Symptoms of Lafora disease begin to develop during the early adolescent years, and symptoms progress as time passes. In the years before then, there is generally no indication of the presence of the disease, though in a few cases, the disease presents as a learning disorder around five years of age. The disease usually manifests in previously healthy adolescents, and death commonly occurs within 10 years of symptom onset. Lafora disease is caused by loss-of-function mutations in EPM2A or NHLRC1, which encode laforin and malin, respectively [2]. A Spanish neuropathologist called Gonzalo Rodríguez Lafora first described Lafora disease in an adolescent patient suffering from fatal, progressive myoclonic epilepsy [3-4]. Other common signs and symptoms associated with Lafora disease are behavioral changes due to the frequency of seizures. Over time those affected with Lafora disease have brain changes that cause confusion, speech difficulties, depression, decline in intellectual function, impaired judgement, and impaired memory. If areas of the cerebellum are affected by seizures, it is common to see problems with speech, coordination, and balance in Lafora patients. He described “intracellular amyloid bodies” in the brain and spinal cord of that patient. A characteristic Lafora body is periodic acid-Schiff (PAS)-positive diastase-resistant inclusions commonly seen in the gray matter of the brain. These bodies are free-lying and located mainly in the large pyramidal cells of the third and fifth layers of the cerebral cortex and mainly in the perikaryon [5-6]. Lafora bodies can be seen in the myoepithelial cells of the secretory acini of the apocrine sweat glands and the eccrine and apocrine sweat duct cells [7]. Skin biopsy from the axilla is preferable and often diagnostic because of the higher number of the sweat glands whose PAS-positive inclusion bodies can be more easily detected [8]. Fourteen patients from five tribes in Oman were found to have the same mutation, EPM2B-c.468-469delAG. In an earlier published series Turnball et al. describes 14 patients. It is noteworthy that the disease onset and death were the same; 14 years at onset and 21 years at death [9].

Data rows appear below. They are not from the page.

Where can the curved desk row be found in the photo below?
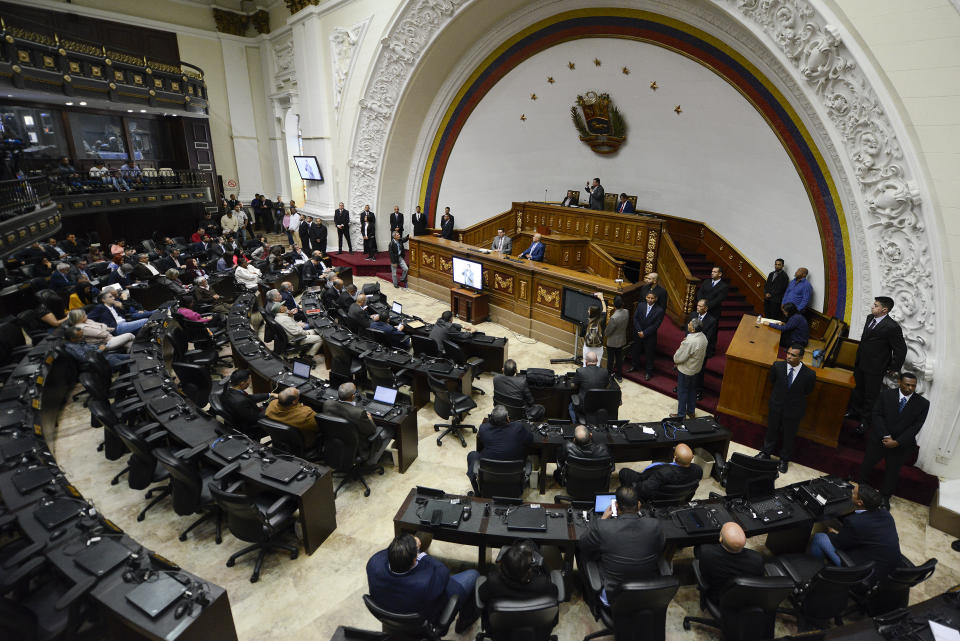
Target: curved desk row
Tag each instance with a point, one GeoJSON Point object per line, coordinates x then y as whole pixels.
{"type": "Point", "coordinates": [194, 429]}
{"type": "Point", "coordinates": [97, 566]}
{"type": "Point", "coordinates": [271, 372]}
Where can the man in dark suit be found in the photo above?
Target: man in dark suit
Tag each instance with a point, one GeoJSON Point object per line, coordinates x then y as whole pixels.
{"type": "Point", "coordinates": [773, 290]}
{"type": "Point", "coordinates": [446, 225]}
{"type": "Point", "coordinates": [724, 561]}
{"type": "Point", "coordinates": [501, 440]}
{"type": "Point", "coordinates": [648, 482]}
{"type": "Point", "coordinates": [651, 283]}
{"type": "Point", "coordinates": [341, 219]}
{"type": "Point", "coordinates": [714, 290]}
{"type": "Point", "coordinates": [596, 194]}
{"type": "Point", "coordinates": [590, 376]}
{"type": "Point", "coordinates": [869, 534]}
{"type": "Point", "coordinates": [318, 236]}
{"type": "Point", "coordinates": [419, 220]}
{"type": "Point", "coordinates": [624, 206]}
{"type": "Point", "coordinates": [791, 383]}
{"type": "Point", "coordinates": [396, 221]}
{"type": "Point", "coordinates": [243, 408]}
{"type": "Point", "coordinates": [510, 385]}
{"type": "Point", "coordinates": [897, 418]}
{"type": "Point", "coordinates": [881, 350]}
{"type": "Point", "coordinates": [626, 547]}
{"type": "Point", "coordinates": [646, 322]}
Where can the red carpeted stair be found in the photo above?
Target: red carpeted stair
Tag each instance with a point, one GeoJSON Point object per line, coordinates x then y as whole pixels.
{"type": "Point", "coordinates": [843, 461]}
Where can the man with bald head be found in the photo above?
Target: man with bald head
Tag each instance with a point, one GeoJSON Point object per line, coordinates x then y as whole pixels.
{"type": "Point", "coordinates": [722, 562]}
{"type": "Point", "coordinates": [679, 472]}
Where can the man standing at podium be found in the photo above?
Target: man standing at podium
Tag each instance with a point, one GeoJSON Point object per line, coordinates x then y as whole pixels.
{"type": "Point", "coordinates": [596, 194]}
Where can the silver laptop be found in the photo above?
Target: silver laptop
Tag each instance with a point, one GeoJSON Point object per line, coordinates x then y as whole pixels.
{"type": "Point", "coordinates": [383, 401]}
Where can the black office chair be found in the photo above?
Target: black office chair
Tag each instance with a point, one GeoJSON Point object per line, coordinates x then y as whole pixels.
{"type": "Point", "coordinates": [638, 611]}
{"type": "Point", "coordinates": [195, 382]}
{"type": "Point", "coordinates": [598, 407]}
{"type": "Point", "coordinates": [585, 477]}
{"type": "Point", "coordinates": [531, 619]}
{"type": "Point", "coordinates": [447, 404]}
{"type": "Point", "coordinates": [670, 495]}
{"type": "Point", "coordinates": [291, 440]}
{"type": "Point", "coordinates": [502, 478]}
{"type": "Point", "coordinates": [747, 608]}
{"type": "Point", "coordinates": [145, 469]}
{"type": "Point", "coordinates": [413, 627]}
{"type": "Point", "coordinates": [424, 346]}
{"type": "Point", "coordinates": [341, 451]}
{"type": "Point", "coordinates": [189, 484]}
{"type": "Point", "coordinates": [263, 520]}
{"type": "Point", "coordinates": [821, 591]}
{"type": "Point", "coordinates": [474, 364]}
{"type": "Point", "coordinates": [344, 368]}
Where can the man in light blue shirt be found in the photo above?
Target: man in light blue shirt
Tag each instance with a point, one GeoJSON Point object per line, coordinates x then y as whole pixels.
{"type": "Point", "coordinates": [799, 290]}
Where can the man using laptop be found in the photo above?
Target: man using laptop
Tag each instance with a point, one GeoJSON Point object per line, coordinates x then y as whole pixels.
{"type": "Point", "coordinates": [345, 406]}
{"type": "Point", "coordinates": [287, 409]}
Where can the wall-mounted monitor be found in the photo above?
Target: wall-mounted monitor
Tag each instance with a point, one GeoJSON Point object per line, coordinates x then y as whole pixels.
{"type": "Point", "coordinates": [467, 273]}
{"type": "Point", "coordinates": [308, 167]}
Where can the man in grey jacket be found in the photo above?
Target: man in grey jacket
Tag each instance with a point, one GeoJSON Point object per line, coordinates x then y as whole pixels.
{"type": "Point", "coordinates": [616, 335]}
{"type": "Point", "coordinates": [689, 359]}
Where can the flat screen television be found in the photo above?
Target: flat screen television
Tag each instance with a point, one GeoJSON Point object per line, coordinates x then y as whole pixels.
{"type": "Point", "coordinates": [467, 273]}
{"type": "Point", "coordinates": [574, 306]}
{"type": "Point", "coordinates": [309, 168]}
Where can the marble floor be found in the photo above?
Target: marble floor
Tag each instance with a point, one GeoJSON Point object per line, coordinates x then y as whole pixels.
{"type": "Point", "coordinates": [308, 597]}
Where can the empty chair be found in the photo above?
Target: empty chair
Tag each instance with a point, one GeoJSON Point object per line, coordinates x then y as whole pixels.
{"type": "Point", "coordinates": [263, 520]}
{"type": "Point", "coordinates": [449, 404]}
{"type": "Point", "coordinates": [341, 451]}
{"type": "Point", "coordinates": [189, 486]}
{"type": "Point", "coordinates": [639, 611]}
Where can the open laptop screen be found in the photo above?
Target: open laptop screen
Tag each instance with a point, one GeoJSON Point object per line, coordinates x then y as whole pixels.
{"type": "Point", "coordinates": [301, 369]}
{"type": "Point", "coordinates": [386, 395]}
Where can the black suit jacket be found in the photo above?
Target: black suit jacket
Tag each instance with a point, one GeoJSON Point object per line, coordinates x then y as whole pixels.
{"type": "Point", "coordinates": [901, 426]}
{"type": "Point", "coordinates": [587, 378]}
{"type": "Point", "coordinates": [515, 387]}
{"type": "Point", "coordinates": [627, 549]}
{"type": "Point", "coordinates": [714, 294]}
{"type": "Point", "coordinates": [881, 348]}
{"type": "Point", "coordinates": [419, 224]}
{"type": "Point", "coordinates": [793, 399]}
{"type": "Point", "coordinates": [719, 566]}
{"type": "Point", "coordinates": [657, 290]}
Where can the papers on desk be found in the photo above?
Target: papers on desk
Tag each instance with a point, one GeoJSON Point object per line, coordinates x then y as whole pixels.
{"type": "Point", "coordinates": [943, 633]}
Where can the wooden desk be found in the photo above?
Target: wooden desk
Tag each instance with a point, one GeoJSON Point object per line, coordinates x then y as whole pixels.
{"type": "Point", "coordinates": [745, 389]}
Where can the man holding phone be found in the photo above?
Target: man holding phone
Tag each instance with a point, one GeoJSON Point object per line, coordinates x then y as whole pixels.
{"type": "Point", "coordinates": [625, 546]}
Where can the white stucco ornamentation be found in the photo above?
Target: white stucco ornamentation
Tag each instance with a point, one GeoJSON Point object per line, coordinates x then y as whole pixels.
{"type": "Point", "coordinates": [896, 232]}
{"type": "Point", "coordinates": [343, 47]}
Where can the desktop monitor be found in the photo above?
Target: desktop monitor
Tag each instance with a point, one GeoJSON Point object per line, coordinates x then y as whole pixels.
{"type": "Point", "coordinates": [309, 168]}
{"type": "Point", "coordinates": [467, 273]}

As reported in other parts of the world [10-11], our case also showed typical histopathological and genetic findings consistent with Lafora disease.

Conclusions

Lafora disease should be considered in the differential diagnosis of patients who present with progressive myoclonus epilepsy (PME) especially with early cognitive decline in appropriate geographic setting with a high frequency of first degree marriage. We present here a case of Lafora disease that presented with PME and investigated at our center. She was diagnosed to have Lafora disease with typical histological findings on skin biopsy and was found to be positive for the pathogenic mutation on genetic testing.